PCA in thousands of dimensions
I have vectors in 4096 VLAD codes, each one of them representing an image.
I have to run PCA on them without reducing their dimension on learning datasets with less than 4096 images (e.g., the Holiday dataset with <2k images.) and obtaining the rotation matrix A
.
In this paper (which also explains why I need to run this PCA without dimensionality reduction) they solved the problem with this approach:
For efficient computation of A, we compute at most the first 1,024 eigenvectors by eigendecomposition of the covariance matrix, and the remaining orthogonal complements up to D-dimensional are filled using Gram-Schmidt orthogonalization.
Now, how do I implement this using C++ libraries? I'm using OpenCV, but cv::PCA seems not to offer such a strategy. Is there any way to do this?
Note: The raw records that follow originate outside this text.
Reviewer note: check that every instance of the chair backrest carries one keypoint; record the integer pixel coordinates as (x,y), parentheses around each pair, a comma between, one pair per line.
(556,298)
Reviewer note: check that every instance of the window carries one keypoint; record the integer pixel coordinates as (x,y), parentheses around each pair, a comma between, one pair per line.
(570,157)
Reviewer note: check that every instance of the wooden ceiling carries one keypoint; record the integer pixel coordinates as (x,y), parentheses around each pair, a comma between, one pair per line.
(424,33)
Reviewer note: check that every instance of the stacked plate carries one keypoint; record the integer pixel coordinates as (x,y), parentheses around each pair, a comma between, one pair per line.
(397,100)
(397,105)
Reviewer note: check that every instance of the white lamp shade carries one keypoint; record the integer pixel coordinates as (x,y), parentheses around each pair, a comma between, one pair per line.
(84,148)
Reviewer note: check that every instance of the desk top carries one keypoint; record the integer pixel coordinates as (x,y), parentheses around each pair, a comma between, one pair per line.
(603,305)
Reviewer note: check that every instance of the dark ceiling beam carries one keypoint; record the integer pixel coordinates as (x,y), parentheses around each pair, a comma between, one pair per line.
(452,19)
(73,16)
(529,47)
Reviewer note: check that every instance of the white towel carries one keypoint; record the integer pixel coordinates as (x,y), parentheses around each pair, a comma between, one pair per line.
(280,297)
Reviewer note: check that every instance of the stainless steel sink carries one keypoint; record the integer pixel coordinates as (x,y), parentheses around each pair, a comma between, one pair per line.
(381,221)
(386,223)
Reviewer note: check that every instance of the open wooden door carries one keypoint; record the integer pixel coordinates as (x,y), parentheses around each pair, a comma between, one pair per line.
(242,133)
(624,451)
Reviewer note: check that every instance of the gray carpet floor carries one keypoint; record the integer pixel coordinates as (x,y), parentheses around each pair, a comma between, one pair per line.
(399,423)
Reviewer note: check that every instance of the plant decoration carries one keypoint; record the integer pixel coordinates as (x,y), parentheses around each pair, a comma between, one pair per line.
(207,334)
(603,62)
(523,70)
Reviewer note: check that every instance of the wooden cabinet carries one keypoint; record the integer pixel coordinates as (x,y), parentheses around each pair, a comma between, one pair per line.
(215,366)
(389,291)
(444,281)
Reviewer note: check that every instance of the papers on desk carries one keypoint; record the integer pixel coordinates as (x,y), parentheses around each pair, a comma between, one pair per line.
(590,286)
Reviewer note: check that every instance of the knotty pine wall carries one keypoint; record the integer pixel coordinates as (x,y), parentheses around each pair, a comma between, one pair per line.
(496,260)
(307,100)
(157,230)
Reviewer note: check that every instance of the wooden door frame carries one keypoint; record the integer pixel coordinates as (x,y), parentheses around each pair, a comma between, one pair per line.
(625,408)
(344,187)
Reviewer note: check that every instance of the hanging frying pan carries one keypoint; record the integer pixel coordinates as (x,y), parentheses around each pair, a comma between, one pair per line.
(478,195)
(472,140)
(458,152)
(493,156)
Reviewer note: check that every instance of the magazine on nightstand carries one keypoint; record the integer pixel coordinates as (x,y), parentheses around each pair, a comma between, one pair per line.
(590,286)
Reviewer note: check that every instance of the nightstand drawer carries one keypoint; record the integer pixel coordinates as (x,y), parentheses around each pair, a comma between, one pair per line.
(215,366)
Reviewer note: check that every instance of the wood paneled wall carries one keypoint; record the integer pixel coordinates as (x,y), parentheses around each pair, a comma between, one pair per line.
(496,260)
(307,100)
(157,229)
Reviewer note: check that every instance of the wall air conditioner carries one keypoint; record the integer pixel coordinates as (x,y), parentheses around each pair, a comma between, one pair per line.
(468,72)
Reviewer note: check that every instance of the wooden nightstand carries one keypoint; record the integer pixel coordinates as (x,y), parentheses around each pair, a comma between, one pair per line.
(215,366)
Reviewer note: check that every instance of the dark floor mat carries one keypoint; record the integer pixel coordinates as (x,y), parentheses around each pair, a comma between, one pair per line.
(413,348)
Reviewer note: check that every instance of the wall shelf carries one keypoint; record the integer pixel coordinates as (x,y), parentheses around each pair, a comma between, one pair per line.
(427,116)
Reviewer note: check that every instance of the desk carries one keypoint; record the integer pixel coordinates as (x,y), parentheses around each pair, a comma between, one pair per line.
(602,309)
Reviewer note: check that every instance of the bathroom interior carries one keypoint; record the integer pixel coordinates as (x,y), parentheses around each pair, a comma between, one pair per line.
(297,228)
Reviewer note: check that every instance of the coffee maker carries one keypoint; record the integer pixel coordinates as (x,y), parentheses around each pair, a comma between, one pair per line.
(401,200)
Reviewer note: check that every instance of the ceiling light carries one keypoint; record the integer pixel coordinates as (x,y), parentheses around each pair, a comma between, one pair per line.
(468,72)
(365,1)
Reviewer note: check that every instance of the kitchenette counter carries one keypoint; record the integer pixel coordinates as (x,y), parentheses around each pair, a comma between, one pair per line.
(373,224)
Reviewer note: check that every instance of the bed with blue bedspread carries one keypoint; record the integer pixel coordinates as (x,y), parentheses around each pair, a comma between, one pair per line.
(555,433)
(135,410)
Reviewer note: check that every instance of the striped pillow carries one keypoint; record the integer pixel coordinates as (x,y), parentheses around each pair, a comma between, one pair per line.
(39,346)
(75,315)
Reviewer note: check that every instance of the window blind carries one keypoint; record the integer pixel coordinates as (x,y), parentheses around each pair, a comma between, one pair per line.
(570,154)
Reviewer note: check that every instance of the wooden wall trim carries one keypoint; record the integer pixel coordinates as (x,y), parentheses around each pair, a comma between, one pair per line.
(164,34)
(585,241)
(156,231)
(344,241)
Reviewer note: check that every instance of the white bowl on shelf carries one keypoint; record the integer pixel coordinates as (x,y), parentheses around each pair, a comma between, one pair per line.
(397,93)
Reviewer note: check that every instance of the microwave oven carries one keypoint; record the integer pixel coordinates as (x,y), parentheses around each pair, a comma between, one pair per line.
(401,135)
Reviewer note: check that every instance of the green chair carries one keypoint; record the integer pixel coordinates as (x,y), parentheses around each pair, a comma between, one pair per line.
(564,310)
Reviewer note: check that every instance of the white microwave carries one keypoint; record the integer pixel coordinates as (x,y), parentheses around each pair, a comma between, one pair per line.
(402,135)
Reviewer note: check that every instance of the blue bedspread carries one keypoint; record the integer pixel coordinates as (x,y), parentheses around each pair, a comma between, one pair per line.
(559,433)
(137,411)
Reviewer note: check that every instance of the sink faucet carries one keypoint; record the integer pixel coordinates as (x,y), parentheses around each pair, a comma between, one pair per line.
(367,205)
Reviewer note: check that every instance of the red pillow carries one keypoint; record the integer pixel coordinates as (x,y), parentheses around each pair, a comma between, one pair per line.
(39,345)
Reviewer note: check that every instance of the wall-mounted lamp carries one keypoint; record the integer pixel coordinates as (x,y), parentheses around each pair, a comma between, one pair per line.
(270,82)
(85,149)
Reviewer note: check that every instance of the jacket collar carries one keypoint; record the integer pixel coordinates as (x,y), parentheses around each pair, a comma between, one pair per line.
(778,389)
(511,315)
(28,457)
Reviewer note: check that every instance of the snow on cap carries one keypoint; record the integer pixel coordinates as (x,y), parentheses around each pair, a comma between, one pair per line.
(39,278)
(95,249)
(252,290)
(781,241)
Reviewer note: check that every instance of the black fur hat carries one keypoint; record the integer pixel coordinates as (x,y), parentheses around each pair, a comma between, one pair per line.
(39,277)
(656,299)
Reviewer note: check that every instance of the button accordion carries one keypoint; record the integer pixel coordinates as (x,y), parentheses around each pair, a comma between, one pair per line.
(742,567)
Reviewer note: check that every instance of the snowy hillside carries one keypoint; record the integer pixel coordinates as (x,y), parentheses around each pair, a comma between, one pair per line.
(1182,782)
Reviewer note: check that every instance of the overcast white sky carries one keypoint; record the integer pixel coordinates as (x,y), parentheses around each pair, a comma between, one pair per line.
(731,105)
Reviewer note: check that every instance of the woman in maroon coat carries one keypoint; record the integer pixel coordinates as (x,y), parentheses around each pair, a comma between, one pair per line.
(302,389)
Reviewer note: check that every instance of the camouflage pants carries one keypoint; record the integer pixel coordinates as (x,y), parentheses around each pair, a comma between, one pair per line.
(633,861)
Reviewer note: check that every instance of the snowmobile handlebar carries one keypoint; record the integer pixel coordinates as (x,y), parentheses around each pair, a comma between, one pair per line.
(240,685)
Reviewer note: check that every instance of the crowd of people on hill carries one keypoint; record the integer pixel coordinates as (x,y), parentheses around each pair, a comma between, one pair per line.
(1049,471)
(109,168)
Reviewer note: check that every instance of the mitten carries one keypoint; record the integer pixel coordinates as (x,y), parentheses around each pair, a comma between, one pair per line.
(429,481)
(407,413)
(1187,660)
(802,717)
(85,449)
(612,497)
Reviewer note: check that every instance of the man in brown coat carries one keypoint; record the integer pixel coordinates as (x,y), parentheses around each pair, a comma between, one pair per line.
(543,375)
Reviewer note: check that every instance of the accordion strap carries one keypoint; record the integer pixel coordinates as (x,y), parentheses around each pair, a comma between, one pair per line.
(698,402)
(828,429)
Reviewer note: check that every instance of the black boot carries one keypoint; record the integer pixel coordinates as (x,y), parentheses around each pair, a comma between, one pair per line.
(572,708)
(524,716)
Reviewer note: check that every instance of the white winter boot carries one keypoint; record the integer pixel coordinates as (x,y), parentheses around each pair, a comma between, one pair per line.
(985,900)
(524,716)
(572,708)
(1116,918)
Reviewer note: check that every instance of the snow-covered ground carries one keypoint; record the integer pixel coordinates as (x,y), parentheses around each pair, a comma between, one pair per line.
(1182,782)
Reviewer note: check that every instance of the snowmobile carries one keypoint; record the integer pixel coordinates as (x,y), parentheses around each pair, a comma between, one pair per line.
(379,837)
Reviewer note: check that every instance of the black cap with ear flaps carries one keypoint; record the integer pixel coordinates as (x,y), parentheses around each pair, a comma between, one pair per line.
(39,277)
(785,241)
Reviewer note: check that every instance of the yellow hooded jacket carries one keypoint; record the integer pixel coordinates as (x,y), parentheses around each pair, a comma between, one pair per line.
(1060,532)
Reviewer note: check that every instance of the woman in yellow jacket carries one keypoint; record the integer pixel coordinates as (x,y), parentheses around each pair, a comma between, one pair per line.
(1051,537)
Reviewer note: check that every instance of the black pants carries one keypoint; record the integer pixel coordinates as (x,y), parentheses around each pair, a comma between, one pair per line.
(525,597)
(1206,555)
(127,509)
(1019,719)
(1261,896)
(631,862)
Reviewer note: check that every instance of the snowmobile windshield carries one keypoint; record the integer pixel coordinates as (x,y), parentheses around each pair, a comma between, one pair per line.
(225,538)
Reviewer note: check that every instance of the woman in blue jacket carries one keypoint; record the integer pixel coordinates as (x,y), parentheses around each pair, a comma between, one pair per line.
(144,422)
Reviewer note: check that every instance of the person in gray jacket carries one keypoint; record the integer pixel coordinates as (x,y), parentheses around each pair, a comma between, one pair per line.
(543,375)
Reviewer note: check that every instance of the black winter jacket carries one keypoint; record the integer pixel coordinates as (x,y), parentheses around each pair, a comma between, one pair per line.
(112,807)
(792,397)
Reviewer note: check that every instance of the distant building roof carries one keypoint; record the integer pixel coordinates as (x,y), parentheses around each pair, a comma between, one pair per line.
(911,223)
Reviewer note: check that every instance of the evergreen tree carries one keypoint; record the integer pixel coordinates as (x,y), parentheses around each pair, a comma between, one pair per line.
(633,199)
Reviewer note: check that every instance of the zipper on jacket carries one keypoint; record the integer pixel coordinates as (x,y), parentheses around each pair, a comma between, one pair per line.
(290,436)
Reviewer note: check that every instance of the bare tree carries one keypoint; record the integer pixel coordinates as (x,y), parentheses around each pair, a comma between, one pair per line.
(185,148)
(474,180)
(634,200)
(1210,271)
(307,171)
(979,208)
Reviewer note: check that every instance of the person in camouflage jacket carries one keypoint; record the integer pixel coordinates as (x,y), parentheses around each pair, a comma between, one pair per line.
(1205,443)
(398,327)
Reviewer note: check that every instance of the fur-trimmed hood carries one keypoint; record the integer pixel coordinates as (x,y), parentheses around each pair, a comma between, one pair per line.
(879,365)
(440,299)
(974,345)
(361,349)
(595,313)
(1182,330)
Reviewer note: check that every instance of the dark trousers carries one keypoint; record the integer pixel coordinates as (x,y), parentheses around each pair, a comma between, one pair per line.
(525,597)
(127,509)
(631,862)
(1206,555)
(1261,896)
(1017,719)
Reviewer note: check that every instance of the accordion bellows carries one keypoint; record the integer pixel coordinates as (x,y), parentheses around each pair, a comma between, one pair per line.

answer is in your question? "we compute at most the first 1,024 eigenvectors by eigendecomposition of the covariance matrix"
use eigen lib #include < Eigen / Eigenvalues >
@LBerger thanks for your comment. However, I don't fully understand this. How do you obtain the covariance matrix? How do you compute the first 1024 eigenvectors? And finally, what about the D - 1024 remaining components?
https://eigen.tuxfamily.org/dox/class...
@StevenPuttermans thanks for the reference, but how this could help me? No gram-schmidt method is cited there, neither how to compute PCA in thousands of dimensions :)